10 October 2012

GameTalk - Melee Combat


Fix bayonets! CHARGE!

How should melee combat work in a modern wargame?

Yes, it does still happen - read this citation for proof.

By: Brant

3 comments:

Mad Padre said...

I'm just playing the Lock N Load Game Heroes of the Gap by Mark Walker and he uses a mechanism that seems very similar to the old AH SL. You tally the firepower of the units in melee, including applicable support weapons, add any leaders' combat mods, then work out the odds and roll on a CRT. Simple enough. The flaw in that, possibly, is that you can have units locked in melee for several turns while other stuff happens around them. My own feeling is that melee should be pretty well simultaneous as in some miniatures wargaming rules. I think that one side would either perish by close range firepower and other violence, or would lose heart and flee (and maybe get cut down as they run) and that this would happen pretty much at once. I am also unhappy about games where sides in melee have the potential to wipe each other out simultaneously.

Brian said...

I generally agree with the Padre, but would note that Squad Leader has 50 metre hexes, so a "melee" situation where opposing squads are in the same hex is actually a Close Quarter Battle situation.

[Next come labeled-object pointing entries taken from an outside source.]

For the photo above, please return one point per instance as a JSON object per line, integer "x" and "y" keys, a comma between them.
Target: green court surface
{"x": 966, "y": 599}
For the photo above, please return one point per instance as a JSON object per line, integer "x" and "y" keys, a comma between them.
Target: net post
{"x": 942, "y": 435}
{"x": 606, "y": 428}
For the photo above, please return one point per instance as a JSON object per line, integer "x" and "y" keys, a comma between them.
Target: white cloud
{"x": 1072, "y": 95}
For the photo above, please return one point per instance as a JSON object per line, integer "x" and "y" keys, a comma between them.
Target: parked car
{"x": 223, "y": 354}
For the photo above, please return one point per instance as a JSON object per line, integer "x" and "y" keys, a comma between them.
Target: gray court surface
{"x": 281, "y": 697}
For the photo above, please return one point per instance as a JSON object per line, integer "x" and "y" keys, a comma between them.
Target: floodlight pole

It's still actually quite rare to beat people to death with their own weapons, as CPL Wooldridge did, but bayonet charges do happen too - in 2004 a platoon of Argyll and Sutherland Highlanders in Basra ran low on ammunition and charged the Mahdi Army militiamen engaging them - none were killed with the bayonets but 35 were shot at close range as they fled (which is the way it's been since ancient times, normally the side with higher casualties has most of them inflicted while it's running away).

Anyway, in a modern game in-hex melees should be simultaneous and decisive, as Padre says. I think an exception would be in urban terrain, where getting anything done takes longer and more men and material than you would think.

Jack Nastyface said...

I think the "close combat" mechanism from Force-on-Force is not too bad. Basically attacking unit makes a morale check to see if it can launch a close assault attack; if fail, no...if yes, then defending unit makes a morale check. If passed, then defending unit can either try to break charge with defensive fire, or make one "rapid" movement. If unit fails quality check, then it either stand and fight or flee one rapid movement and get auto-pinned. If close combat occurs, fighting occurs until one unit is either wiped our or captured.

Obviously a flow-chart might be handy for this kind of thing.

IIRC but I can't find the resource, I believe the brits recorded over 20 bayonet kills in the Falklands.